When I am choosing a plant for my garden, I ask five questions. None of them are "Is it native?" as a yes-or-no test.

What is this plant's job? If the job is to provide structure in winter, support pollinators in late summer, or stabilize soil on a slope, natives are often the best tool. If the job is to fill a vase in June or provide a specific color in a specific spot, I may look to ornamentals.

What are my actual site conditions? If a spot is dry shade under a maple, my options are limited. I will plant native ferns, Carex, and Epimedium — a mix of native and non-native that all survive the same brutal conditions. I will not plant something that needs coddling.

Will this plant spread into natural areas? This is a hard line. If a plant is known to be invasive in New England, I do not plant it. Full stop. The Massachusetts Invasive Plant Advisory Group maintains a list.

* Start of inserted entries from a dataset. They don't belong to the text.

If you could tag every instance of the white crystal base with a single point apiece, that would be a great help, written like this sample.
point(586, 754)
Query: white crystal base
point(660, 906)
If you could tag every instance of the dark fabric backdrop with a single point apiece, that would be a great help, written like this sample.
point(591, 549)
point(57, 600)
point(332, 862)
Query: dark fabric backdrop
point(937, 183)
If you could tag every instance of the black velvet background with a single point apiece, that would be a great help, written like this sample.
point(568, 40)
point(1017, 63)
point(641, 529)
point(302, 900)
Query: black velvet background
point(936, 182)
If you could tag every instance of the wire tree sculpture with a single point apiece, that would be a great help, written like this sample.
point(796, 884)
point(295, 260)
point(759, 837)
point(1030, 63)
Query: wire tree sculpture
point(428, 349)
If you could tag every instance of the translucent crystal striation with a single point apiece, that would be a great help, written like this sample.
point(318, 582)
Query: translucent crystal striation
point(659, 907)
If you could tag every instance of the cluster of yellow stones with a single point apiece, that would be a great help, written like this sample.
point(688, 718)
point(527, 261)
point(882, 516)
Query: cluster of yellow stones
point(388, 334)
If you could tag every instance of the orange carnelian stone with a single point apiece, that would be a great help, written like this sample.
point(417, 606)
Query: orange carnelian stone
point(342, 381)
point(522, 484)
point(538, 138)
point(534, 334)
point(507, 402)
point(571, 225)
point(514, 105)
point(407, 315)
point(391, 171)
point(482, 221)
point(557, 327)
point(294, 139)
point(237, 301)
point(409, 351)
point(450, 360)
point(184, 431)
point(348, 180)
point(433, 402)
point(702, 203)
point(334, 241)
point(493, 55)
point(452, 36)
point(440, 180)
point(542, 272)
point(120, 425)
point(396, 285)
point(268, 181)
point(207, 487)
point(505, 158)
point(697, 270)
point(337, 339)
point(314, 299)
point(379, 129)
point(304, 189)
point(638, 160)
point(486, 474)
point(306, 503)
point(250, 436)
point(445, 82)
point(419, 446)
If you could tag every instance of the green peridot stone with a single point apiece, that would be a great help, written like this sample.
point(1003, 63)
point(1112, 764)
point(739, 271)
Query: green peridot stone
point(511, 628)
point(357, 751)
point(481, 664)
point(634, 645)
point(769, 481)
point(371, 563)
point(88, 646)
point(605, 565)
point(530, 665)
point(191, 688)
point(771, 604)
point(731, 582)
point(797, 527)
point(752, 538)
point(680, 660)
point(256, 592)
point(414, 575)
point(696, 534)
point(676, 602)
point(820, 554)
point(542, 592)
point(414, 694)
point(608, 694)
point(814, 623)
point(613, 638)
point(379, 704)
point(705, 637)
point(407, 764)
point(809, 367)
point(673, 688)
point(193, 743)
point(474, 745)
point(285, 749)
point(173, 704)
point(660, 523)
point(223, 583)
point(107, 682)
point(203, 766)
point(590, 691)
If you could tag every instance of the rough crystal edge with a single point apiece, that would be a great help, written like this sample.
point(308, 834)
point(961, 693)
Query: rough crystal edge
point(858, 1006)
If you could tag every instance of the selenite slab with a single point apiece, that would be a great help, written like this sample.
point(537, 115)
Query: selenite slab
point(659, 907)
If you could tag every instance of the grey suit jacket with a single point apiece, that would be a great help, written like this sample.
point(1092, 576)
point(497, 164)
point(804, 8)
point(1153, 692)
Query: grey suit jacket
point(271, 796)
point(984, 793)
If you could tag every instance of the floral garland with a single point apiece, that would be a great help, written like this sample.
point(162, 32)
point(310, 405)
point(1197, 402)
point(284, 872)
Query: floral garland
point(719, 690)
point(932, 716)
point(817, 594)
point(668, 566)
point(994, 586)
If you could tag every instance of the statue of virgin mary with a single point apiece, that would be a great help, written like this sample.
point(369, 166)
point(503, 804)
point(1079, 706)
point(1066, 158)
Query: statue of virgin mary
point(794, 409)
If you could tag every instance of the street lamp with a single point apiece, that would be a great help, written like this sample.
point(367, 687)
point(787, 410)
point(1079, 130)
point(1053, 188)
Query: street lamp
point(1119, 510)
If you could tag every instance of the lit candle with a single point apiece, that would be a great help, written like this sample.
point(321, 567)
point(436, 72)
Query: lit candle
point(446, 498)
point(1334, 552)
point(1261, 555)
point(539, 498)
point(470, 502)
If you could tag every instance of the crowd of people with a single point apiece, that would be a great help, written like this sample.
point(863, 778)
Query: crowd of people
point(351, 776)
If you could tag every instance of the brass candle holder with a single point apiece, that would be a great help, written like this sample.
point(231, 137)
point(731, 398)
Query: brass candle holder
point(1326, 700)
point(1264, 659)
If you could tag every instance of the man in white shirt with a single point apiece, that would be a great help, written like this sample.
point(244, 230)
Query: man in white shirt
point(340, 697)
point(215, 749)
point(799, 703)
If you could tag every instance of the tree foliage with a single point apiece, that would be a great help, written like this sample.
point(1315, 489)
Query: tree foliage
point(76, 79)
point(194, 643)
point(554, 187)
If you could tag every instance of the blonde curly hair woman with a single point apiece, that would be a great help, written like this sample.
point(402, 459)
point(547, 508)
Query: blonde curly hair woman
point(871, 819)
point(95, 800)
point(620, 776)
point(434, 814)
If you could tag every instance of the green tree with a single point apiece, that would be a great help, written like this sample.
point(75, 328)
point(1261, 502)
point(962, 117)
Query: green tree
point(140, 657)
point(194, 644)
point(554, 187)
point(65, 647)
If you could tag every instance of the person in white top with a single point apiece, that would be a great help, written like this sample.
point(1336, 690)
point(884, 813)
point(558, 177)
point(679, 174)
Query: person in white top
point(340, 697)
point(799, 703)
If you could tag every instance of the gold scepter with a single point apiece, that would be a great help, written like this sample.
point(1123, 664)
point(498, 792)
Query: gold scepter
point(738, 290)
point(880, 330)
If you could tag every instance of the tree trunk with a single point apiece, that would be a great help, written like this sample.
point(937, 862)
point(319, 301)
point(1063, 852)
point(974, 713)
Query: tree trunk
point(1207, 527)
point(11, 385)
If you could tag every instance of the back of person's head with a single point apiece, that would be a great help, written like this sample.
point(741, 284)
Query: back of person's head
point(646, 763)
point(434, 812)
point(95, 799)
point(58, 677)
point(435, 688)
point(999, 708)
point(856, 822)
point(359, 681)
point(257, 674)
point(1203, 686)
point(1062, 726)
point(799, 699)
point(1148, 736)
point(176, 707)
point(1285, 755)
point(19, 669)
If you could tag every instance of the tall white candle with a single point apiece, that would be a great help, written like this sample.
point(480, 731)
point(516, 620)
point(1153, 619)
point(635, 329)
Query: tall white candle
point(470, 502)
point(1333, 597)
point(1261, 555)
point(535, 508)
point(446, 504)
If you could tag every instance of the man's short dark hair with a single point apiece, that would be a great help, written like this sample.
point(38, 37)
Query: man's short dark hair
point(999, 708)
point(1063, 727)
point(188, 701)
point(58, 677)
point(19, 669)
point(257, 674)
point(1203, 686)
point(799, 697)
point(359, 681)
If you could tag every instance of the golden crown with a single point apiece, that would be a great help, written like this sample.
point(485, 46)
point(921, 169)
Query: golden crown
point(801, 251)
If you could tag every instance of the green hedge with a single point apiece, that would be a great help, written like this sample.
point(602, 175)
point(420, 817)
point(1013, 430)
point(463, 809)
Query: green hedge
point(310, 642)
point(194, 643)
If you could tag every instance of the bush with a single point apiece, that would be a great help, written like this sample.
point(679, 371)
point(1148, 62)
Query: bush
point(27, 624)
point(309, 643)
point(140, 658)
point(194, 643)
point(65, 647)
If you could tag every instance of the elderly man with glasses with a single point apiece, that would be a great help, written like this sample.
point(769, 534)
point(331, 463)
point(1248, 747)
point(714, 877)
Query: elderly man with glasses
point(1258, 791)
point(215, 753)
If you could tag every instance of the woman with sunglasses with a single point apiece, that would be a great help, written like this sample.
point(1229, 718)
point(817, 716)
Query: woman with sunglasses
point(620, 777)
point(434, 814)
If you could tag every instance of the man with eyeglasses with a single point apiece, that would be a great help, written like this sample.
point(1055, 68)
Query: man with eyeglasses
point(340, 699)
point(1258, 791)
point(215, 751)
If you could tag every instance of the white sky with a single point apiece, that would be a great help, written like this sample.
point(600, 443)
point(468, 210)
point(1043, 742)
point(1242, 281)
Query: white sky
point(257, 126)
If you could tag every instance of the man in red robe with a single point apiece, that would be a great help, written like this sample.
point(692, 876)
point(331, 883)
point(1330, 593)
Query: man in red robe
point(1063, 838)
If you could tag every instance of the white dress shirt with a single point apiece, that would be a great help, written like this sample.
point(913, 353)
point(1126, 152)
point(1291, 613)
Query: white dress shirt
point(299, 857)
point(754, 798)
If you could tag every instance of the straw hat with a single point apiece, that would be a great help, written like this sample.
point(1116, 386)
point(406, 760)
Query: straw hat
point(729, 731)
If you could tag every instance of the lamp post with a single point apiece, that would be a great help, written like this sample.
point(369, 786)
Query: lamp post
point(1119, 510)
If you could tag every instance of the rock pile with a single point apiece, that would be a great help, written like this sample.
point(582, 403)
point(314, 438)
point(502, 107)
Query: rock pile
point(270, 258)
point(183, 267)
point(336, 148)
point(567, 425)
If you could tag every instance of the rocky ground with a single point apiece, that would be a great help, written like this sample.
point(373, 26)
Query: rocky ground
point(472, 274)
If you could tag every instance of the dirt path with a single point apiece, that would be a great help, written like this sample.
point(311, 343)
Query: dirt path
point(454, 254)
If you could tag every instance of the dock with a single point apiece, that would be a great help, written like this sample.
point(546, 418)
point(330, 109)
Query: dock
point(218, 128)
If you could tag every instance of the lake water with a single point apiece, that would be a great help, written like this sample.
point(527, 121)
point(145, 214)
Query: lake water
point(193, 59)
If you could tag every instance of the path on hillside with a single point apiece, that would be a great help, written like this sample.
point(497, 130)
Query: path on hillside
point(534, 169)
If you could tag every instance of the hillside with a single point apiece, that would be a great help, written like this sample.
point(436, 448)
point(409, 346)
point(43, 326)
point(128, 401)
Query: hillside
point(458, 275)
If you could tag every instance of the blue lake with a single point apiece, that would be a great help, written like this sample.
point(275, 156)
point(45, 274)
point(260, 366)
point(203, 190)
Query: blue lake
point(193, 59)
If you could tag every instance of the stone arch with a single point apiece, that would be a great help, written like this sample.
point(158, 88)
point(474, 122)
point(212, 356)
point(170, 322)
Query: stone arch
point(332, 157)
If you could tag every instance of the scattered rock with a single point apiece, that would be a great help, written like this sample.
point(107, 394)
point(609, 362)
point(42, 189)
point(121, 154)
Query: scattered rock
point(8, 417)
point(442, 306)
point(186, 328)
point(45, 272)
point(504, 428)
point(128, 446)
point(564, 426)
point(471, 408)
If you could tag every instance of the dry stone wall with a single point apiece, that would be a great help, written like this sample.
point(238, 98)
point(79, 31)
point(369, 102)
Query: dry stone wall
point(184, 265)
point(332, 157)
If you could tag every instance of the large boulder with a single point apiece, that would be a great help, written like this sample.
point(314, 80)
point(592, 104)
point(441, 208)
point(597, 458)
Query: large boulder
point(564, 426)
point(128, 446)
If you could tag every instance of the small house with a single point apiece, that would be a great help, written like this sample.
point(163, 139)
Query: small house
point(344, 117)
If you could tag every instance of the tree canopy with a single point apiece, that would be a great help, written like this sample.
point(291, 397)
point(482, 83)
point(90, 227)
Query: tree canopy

I check it.

Am I willing to do the maintenance this plant requires? I do not grow hybrid tea roses because I will not spray fungicide every two weeks. I do grow rugosa roses because they handle New England humidity without intervention. The plant has to match my willingness to work.

What will this plant contribute to the garden community? A good garden is a system, not a collection. Every plant should feed something — pollinators, soil biology, the compost pile, my own need for beauty in winter. If a plant contributes nothing, I do not have space for it.

The Garden That Works

My own garden is a mix. Native switchgrass and echinacea stand next to non-native catmint and sedum. Native ferns and foamflower cover the ground under my maple, while peonies and panicle hydrangeas anchor the sunnier beds. It is not a native plant garden. It is not a traditional perennial border. It is a garden that functions — for me, for pollinators, for the soil — and that is the only category I care about.

When you stop asking "Which side am I on?" and start asking "What does this plant do here?" the choice gets easier. Plant what feeds the soil. Plant what feeds the bees. Plant what can survive a New England winter and a New England summer without chemicals. If the plant is native, good. If it is not and it behaves, also good. If it is invasive or requires constant rescue, let it go. The garden is not a political statement. It is a living system. Treat it like one.